Best known for its rich, romantic history, the Highlands of Scotland are now at the heart of a digital revolution.Mysterious Loch Ness, with its legendary monster, is one of the top tourist attractions in the Highlands and Islands of Scotland. But the area is now attracting attention for its growing reputation as a technology hub ready to do business with the world.

Yet under an initiative to create a high-tech, multicampus University of the Highlands and Islands, or UHI, students once forced to leave here to pursue further education now can stay close to their homes. The chance of reversing a brain drain of young talent is seen by many here as vital to the area’s future viability.

The proponents of UHI — which should reach university status by 2007 — rely heavily on what development agency Highlands and Islands Enterprise Chairman Jim Hunter dubs a "telecoms revolution." Without it, linking a population of 208,600 spread across 10,000 square miles wouldn’t be possible.

The UHI project’s networks and applications development manager Jem Taylor oversees the task of linking 15 existing campuses with around 50 video-conferencing learning centers (such as the one at Kilchoan) across a sprawling region with a population density of just eight people per square kilometer.

Consider that students "attending" these virtual classes may be located as far north as the oil-rich Shetland Isles.

"Put it like this, I don’t spend a lot of time chatting with colleagues at the water cooler," Taylor said. "I’m more used to seeing them on a small screen.
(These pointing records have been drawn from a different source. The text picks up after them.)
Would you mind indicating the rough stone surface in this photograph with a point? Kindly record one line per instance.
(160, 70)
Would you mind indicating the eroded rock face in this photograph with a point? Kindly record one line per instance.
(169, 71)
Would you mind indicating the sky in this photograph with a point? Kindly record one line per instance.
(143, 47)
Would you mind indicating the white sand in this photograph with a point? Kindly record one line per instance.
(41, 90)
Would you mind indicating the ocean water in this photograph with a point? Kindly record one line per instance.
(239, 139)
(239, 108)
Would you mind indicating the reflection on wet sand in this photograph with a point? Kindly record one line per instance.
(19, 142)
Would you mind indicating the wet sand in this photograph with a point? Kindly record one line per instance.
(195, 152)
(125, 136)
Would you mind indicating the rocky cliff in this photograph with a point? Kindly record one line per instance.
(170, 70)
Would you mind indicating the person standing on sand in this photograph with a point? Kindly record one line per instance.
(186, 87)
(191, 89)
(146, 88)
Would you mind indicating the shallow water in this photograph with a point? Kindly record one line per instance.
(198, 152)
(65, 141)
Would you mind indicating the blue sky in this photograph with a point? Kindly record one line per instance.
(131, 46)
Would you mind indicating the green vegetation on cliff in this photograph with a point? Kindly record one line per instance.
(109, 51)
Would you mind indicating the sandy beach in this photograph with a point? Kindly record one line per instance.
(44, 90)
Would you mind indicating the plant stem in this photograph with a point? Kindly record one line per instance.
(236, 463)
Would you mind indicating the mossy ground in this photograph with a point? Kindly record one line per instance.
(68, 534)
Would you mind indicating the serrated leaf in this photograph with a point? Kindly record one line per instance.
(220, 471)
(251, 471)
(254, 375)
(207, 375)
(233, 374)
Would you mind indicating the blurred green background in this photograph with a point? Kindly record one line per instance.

The use of fairly advanced technology is innate in the culture of the UHI. We are less concerned though with high quality than in getting something which works."
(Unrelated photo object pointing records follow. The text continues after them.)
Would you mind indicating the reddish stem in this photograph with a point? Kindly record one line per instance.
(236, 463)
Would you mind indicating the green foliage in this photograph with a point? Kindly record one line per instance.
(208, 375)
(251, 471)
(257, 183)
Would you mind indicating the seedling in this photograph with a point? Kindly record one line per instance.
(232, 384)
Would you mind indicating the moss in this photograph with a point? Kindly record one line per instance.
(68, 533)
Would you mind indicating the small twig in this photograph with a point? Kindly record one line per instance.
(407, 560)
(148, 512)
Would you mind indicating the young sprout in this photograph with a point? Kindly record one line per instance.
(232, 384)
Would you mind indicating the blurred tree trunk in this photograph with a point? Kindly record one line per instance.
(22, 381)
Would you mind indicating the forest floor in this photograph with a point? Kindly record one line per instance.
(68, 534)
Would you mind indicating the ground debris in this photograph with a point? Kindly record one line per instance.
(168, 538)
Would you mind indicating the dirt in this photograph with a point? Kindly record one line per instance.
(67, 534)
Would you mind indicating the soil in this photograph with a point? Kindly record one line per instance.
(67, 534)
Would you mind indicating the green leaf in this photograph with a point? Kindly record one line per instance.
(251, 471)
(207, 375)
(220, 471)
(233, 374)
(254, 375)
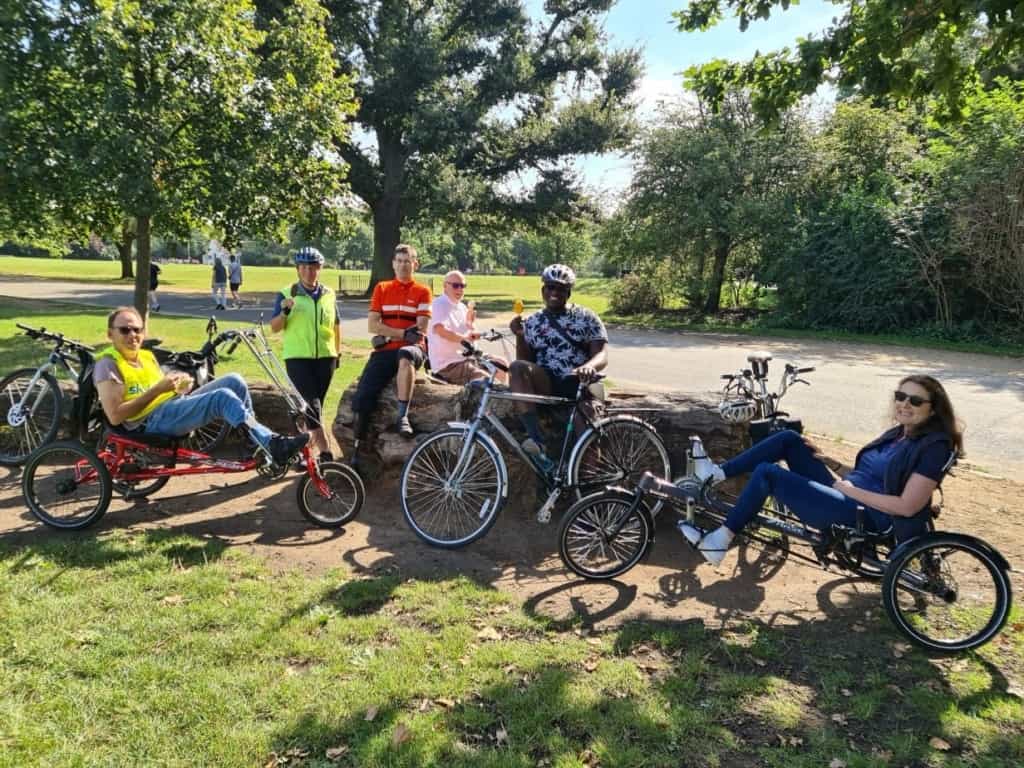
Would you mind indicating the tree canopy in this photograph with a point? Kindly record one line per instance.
(889, 49)
(469, 108)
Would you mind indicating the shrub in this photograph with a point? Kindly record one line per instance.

A telecom package called BT LearningStream is used to build a link into the UHI phone system. "Then we have a PBX (private branch exchange) shelf in the remote site, perhaps 150 miles away," Taylor said. "On that shelf we put in cards for telephones — digital internal handsets, fax, whatever — and for ISDN support for internal ISDN video conferencing and for data.

"We connect a router to this and provide internal network at 1.5 Mbps over a virtual Nx64 cct. In the learning centers we have PCs, video conferencing sets, access to core services like e-mail."
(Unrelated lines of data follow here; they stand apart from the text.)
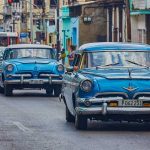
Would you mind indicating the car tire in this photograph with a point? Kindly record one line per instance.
(8, 91)
(1, 90)
(49, 91)
(57, 90)
(80, 122)
(69, 116)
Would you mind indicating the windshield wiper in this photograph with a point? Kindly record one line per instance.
(137, 64)
(107, 65)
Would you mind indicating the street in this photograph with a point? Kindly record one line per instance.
(31, 121)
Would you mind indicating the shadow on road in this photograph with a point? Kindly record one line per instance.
(117, 126)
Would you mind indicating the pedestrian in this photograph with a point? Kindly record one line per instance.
(71, 55)
(62, 56)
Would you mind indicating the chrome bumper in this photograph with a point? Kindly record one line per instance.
(49, 79)
(104, 109)
(112, 110)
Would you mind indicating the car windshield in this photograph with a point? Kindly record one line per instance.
(29, 53)
(119, 58)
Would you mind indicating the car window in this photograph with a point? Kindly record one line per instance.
(84, 61)
(76, 61)
(120, 58)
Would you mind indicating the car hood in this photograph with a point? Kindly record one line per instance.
(33, 64)
(129, 81)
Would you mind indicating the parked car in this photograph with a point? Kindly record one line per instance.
(31, 66)
(1, 59)
(108, 81)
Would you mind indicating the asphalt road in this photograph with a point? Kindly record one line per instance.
(31, 121)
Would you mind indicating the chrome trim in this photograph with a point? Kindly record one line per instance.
(48, 75)
(20, 75)
(140, 93)
(99, 100)
(111, 110)
(28, 81)
(104, 108)
(109, 93)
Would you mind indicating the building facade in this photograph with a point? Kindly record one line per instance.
(40, 28)
(140, 21)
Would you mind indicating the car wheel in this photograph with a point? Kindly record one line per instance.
(80, 122)
(69, 116)
(8, 90)
(57, 90)
(49, 91)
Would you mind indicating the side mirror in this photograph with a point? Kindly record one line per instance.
(69, 69)
(75, 68)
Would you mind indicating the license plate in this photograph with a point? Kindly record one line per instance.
(36, 82)
(132, 103)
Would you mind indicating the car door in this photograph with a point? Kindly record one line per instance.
(71, 84)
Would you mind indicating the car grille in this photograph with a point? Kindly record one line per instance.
(142, 95)
(111, 95)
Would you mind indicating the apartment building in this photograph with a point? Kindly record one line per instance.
(40, 27)
(1, 14)
(140, 21)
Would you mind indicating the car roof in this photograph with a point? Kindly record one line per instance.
(113, 46)
(28, 46)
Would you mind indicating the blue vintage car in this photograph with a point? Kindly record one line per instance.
(108, 81)
(1, 59)
(31, 66)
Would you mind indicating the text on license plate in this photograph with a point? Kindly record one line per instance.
(36, 82)
(132, 103)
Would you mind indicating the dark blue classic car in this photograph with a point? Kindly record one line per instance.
(108, 81)
(31, 66)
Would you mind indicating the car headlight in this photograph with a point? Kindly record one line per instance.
(86, 85)
(9, 68)
(60, 68)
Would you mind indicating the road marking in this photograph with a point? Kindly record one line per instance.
(22, 127)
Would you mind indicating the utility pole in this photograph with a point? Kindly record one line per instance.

The UHI plan is part of a wider communications revolution helping overcome the age-old barriers of distance, geography and population sparsity.

Tasked with facilitating development and training opportunities, Highlands and Islands Enterprise is spearheading a campaign to put this historically disadvantaged region at the forefront of broadband in Britain. HIE wants the area to become the first in Britain to achieve more than 95 percent broadband coverage.

If that can be achieved, it will be the most significant telecommunications development in a generation, comparable to the introduction of mainstream electricity in the area, officials say.

Telecommunications provider BT Scotland is the first to acknowledge the Highlands’ "very challenging geography." Yet small, rural digital exchanges in Britain were first pioneered in Scotland (birthplace of the inventor of the telephone, Alexander Graham Bell).

HIE’s broadband campaign is urging people across the Highlands to register an interest in the super-fast connection. That, in turn, helps trigger an investment by BT Scotland in the necessary upgrades. Munlochy, a village of 759 on the Black Isle, for example, has been allocated a trigger figure of just 150 people to commit before the necessary upgrades are made.

BT Scotland’s Director Bob Downes meanwhile welcomes the steady flow of small communities into the Internet fast lane. "We believe the upgrade of these exchanges will present the Highlands with the potential to become one of the most advanced broadband communities in Europe," he said.

The Highland Council’s spokesman on information and communications technology, Councilor David Alston, sees the success of the UHI and broadband campaigns as vital. "The central issue facing the Highlands is demographic change, including fewer younger people," he said.

"The only means to settle this is to attract people to settle and work in the area. With access to good links, many people can in effect bring their jobs with them and choose to take the benefits of our environment, education and quality of life."